Naturellement, comme dans toutes les histoires sérieuses, nous avons couché ensemble dès la première nuit. Au moment de se déshabiller elle eut un petit moment de gêne, puis de fierté : son corps était incroyablement ferme et souple. C'est bien plus tard que je devais apprendre qu'elle avait trente-sept ans ; sur le moment je lui en donnai, tout au plus, trente.

« Comment est-ce que tu fais pour t'entretenir ? lui demandai-je.

- La danse classique.

- Pas de stretching, d'aérobic, rien de ce genre ?
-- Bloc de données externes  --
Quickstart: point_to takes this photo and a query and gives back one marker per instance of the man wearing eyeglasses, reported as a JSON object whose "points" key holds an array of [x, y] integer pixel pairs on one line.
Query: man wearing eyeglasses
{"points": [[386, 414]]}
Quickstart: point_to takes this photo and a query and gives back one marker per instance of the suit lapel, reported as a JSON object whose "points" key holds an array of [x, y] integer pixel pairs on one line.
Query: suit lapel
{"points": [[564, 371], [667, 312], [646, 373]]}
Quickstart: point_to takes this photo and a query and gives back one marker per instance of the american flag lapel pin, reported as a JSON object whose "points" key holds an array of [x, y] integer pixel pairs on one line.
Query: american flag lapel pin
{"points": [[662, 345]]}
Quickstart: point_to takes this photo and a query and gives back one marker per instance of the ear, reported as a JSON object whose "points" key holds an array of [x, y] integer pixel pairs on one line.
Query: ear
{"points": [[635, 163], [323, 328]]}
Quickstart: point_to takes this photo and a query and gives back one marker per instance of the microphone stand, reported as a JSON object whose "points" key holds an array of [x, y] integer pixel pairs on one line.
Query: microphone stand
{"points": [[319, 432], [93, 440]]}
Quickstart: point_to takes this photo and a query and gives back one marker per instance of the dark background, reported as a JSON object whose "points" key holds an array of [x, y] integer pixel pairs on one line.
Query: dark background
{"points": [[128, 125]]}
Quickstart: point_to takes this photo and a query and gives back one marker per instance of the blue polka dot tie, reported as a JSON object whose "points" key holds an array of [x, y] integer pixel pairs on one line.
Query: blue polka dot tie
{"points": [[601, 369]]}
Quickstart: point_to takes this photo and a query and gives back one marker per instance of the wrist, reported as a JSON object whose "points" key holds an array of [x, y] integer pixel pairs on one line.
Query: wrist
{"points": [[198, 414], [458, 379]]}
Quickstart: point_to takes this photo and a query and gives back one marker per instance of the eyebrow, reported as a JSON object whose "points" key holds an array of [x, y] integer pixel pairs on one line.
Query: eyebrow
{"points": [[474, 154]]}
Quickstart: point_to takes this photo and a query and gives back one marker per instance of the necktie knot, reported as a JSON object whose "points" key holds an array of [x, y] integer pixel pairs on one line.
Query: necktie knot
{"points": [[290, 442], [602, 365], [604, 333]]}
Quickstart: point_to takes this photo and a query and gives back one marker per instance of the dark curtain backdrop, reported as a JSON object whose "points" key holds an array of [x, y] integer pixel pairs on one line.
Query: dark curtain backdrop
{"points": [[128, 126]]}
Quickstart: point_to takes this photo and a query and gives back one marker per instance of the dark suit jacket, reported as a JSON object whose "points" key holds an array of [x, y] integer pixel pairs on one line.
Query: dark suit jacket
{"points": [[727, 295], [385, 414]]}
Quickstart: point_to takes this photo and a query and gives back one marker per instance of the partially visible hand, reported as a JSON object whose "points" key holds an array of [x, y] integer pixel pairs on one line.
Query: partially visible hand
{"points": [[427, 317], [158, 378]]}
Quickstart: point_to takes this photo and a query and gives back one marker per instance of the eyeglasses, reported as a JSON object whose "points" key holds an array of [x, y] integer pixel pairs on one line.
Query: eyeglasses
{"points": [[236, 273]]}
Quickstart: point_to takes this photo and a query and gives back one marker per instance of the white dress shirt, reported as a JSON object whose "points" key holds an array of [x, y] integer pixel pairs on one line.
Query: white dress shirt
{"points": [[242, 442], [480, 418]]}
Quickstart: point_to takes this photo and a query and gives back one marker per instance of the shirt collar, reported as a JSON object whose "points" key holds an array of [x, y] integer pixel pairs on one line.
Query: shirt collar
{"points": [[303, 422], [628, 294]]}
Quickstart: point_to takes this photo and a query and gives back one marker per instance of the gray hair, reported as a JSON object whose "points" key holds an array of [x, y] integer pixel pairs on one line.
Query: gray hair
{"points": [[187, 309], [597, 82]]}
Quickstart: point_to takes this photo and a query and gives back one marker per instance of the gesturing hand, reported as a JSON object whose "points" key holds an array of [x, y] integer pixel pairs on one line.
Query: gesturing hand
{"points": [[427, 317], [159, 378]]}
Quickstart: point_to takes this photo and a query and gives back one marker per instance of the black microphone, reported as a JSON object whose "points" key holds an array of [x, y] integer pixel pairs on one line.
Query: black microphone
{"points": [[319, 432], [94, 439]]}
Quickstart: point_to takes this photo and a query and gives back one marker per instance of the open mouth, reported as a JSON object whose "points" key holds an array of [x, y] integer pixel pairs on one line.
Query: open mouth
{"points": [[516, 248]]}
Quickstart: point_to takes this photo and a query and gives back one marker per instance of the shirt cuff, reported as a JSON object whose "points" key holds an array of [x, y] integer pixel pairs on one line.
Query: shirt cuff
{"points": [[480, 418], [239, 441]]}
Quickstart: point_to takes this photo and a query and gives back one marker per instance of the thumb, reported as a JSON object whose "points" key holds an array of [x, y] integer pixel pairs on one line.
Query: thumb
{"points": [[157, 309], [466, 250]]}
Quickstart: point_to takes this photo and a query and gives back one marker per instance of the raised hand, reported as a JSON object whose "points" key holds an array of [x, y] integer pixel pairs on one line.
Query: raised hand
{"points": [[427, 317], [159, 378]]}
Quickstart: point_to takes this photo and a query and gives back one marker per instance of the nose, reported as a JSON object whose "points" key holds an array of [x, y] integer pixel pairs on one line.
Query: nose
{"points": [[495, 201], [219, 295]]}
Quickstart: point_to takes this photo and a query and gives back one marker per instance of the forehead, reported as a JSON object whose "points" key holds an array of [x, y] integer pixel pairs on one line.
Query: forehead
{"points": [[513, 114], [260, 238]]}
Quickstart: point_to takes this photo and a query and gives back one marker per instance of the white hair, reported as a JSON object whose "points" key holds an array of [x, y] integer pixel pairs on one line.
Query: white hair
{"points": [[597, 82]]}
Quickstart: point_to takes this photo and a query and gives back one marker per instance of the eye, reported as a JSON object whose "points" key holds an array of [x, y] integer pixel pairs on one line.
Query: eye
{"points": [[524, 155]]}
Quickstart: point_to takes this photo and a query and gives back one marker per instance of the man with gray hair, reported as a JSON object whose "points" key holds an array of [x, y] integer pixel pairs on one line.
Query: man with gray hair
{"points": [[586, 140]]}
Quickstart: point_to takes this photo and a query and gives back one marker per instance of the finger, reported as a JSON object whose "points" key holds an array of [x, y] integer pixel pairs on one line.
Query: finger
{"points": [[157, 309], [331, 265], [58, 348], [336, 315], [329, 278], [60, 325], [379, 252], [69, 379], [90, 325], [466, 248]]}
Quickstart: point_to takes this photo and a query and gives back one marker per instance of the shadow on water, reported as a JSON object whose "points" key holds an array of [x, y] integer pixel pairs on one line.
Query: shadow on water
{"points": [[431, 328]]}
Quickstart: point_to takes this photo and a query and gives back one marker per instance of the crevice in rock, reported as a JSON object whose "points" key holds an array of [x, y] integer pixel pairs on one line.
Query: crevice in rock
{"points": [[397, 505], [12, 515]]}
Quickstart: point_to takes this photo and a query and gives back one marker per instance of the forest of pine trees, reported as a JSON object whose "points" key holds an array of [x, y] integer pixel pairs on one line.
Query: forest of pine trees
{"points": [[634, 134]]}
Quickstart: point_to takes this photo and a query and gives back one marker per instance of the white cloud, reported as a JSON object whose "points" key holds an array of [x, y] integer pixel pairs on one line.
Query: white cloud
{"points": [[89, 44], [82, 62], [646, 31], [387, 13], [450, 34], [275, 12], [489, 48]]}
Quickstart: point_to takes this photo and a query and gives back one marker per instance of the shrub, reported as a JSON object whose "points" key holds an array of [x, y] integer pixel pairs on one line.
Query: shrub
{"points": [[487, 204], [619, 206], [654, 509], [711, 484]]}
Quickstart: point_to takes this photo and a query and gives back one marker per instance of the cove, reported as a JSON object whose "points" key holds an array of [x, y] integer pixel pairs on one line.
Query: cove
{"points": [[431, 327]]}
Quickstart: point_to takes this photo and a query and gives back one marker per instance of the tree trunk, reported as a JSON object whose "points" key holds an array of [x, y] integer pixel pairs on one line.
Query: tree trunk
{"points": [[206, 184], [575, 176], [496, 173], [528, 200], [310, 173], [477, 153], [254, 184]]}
- Non, tout ça c'est des conneries ; tu peux me croire sur parole, ça fait dix ans que je bosse dans les magazines féminins. Le seul truc qui marche vraiment, c'est la danse classique. Seulement c'est dur, il faut une vraie discipline ; mais ça me convient, je suis plutôt psychorigide.

- Toi, psychorigide ?

- Oui, oui... Tu verras. »

Ce qui me frappe avec le recul, lorsque je repense à Isabelle, c'est l'incroyable franchise de nos rapports, dès les premiers moments, y compris sur des sujets où

les femmes préfèrent d'ordinaire conserver un certain mystère dans la croyance erronée que le mystère ajoute une touche d'érotisme à la relation, alors que la plupart des hommes sont au contraire violemment excités par une approche sexuelle directe. « Ce n'est pas bien difficile, de faire jouir un homme... m'avait-elle dit, mifigue mi-raisin, lors de notre premier dîner dans le restaurant tibétain ; en tout cas, moi, j'y suis toujours parvenue. » Elle disait vrai. Elle disait vrai, aussi, lorsqu'elle affirmait que le secret n'a rien de spécialement extraordinaire ni d'étrange. « II suffit, continua-t-elle en soupirant, de se souvenir que les hommes ont des couilles. Que les hommes aient une bite ça les femmes le savent, elles ne le savent même que trop, depuis que les hommes sont réduits au statut d'objet sexuel elles sont littéralement obsédées par leurs bites ; mais lorsqu'elles font l'amour elles oublient, neuf fois sur dix, que les couilles sont une zone sensible. Que ce soit pour une masturbation, une pénétration ou une pipe, il faut, de temps en temps, poser sa main sur les couilles de l'homme, soit pour un effleurement, une caresse, soit pour une pression plus forte, tu t'en rends compte suivant qu'elles sont plus ou moins dures. Voilà, c'est tout. »

II devait être cinq heures du matin et je venais de jouir en elle et ça allait, ça allait vraiment bien, tout était réconfortant et tendre et je sentais que j'étais en train d'entrer dans une phase heureuse de ma vie, lorsque j e remarquai, sans raison précise, la décoration de la chambre - je me souviens qu'à cet instant la clarté lunaire tombait sur une gravure de rhinocéros, une gravure ancienne, du genre qu'on trouve dans les encyclopédies animales du XIXe siècle.

« Ça te plaît, chez moi ?

- Oui, tu as du goût.

- Ça te surprend que j'aie du goût alors que je travaille pour un journal de merde ? »

Décidément, il allait être bien difficile de lui dissimuler mes pensées. Cette constatation, curieusement, me remplit d'une certaine joie ; je suppose que c'est un des signes de l'amour authentique.